Optimal threshold: 0.21052631578947367
Minimum cost: $ 13.069999999999999

Optimum Threshold

In this example, the optimum threshold is 0.21 (which is pretty far from the default threshold of 0.50), resulting in average cost of \$13 per customer. Compare it with the cost if we pay the full customer acquisition cost, which is in the right-most point in the chart above (when the threshold is equal to 1; this is also what we’d get if we use the dummy classifier, which will classify everyone as “not going to churn”):

avg_costs.iloc[-1]

Output:

18.5

The cost is \$18.5. The cost at the optimum threshold (\$13) is about 30% lower than this. To put it another way: by applying this machine learning model, the company could significantly reduce costs that it need to pay to maintain the number of customers.

Impact of Changing $f$

Let’s enrich our analysis by seeing what’s the impact of the retention cost fraction ($f$) to the choice of optimum threshold. I’m going to iterate some possible values for $f$ and find the optimum threshold and the corresponding cost at each point.

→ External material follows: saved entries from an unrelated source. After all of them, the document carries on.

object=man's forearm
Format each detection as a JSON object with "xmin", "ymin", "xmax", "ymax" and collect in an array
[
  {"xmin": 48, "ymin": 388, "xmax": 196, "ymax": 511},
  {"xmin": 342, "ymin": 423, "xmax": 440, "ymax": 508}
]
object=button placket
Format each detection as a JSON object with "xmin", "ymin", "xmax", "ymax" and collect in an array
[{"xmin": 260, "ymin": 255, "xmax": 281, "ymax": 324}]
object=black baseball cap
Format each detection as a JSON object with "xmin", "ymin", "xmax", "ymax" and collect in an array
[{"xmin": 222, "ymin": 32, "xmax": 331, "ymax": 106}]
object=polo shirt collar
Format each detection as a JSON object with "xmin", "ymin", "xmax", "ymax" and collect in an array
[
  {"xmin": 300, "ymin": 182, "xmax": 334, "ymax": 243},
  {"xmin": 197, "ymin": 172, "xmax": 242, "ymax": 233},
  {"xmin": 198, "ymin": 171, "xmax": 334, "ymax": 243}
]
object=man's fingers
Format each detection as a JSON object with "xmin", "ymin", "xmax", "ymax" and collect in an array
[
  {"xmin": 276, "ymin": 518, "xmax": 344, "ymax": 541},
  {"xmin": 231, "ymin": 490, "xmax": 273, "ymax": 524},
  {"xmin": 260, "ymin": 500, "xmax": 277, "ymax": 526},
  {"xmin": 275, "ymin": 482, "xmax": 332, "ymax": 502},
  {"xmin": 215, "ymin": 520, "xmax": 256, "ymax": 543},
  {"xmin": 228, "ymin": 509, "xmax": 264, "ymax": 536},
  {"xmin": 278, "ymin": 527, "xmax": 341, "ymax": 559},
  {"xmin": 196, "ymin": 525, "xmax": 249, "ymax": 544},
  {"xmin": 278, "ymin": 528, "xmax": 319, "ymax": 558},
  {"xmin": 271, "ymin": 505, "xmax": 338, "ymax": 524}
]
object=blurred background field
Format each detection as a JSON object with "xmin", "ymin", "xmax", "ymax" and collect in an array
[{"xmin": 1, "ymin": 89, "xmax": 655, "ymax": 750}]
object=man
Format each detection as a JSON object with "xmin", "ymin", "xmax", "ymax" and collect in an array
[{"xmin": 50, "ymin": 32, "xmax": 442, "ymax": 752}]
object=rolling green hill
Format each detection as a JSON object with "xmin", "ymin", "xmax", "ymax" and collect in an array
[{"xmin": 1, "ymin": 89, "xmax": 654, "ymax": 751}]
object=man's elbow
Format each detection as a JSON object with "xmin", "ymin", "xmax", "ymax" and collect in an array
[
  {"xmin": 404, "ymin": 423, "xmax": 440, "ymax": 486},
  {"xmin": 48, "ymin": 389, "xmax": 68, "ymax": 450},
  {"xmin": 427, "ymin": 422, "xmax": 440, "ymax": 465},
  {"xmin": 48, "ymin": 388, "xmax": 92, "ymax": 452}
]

fractions = pd.Series(np.linspace(0.05, 0.95, 20))

best_thresholds = []
min_costs = []
for f in fractions:
    avg_costs_f = thresholds.apply(lambda threshold: calc_avg_total_cost(
        acquisition_cost_per_customer,
        f,
        y_valid,
        y_valid_pred_prob,
        threshold
    ))

    best_threshold_f = thresholds[avg_costs_f.argmin()]

    best_thresholds.append(best_threshold_f)
    min_costs.append(avg_costs_f.min())

Below is the plot showing the relationship between $f$ and the optimum threshold & cost.

fig, axes = plt.subplots(ncols=2)
fig.set_figwidth(10)
fig.set_figheight(4)

axes[0].plot(fractions, best_thresholds, marker='.')
axes[0].set_ylabel('Optimum Threshold')

axes[1].plot(fractions, min_costs, marker='.')
axes[1].set_ylabel('Optimum Average Cost ($)')

fig.supxlabel('Retention Cost Fraction ($f$)')
plt.tight_layout()

Retention Cost Fraction vs Thresholds

As the retention cost fraction gets closer to 1, the optimum threshold becomes higher. This should not be surprising: as the retention cost per customer increases, false positives become more expensive (i.e. the cost of unnecesarily paying retention cost to non at-risk customers), and so the model becomes more stringent (requiring higher threshold to classify customers as at-risk of churning).

And vice versa: as the retention cost per customer becomes cheaper, the model becomes less stringent. Since the retention cost is so cheap, it might be better to classify most customers as at-risk of churning.

Conclusion

In this post, I have shared how I trained a machine learning model from start to finish: doing EDA, preprocessing the data, training several models, and choosing the best one. Moreover, I have also analyzed the cost-saving impact of applying the model. After doing this exercise, I learned that a machine learning model with only moderately good performance could still significantly reduce company’s costs.

I hope you learn something new today. Cheers!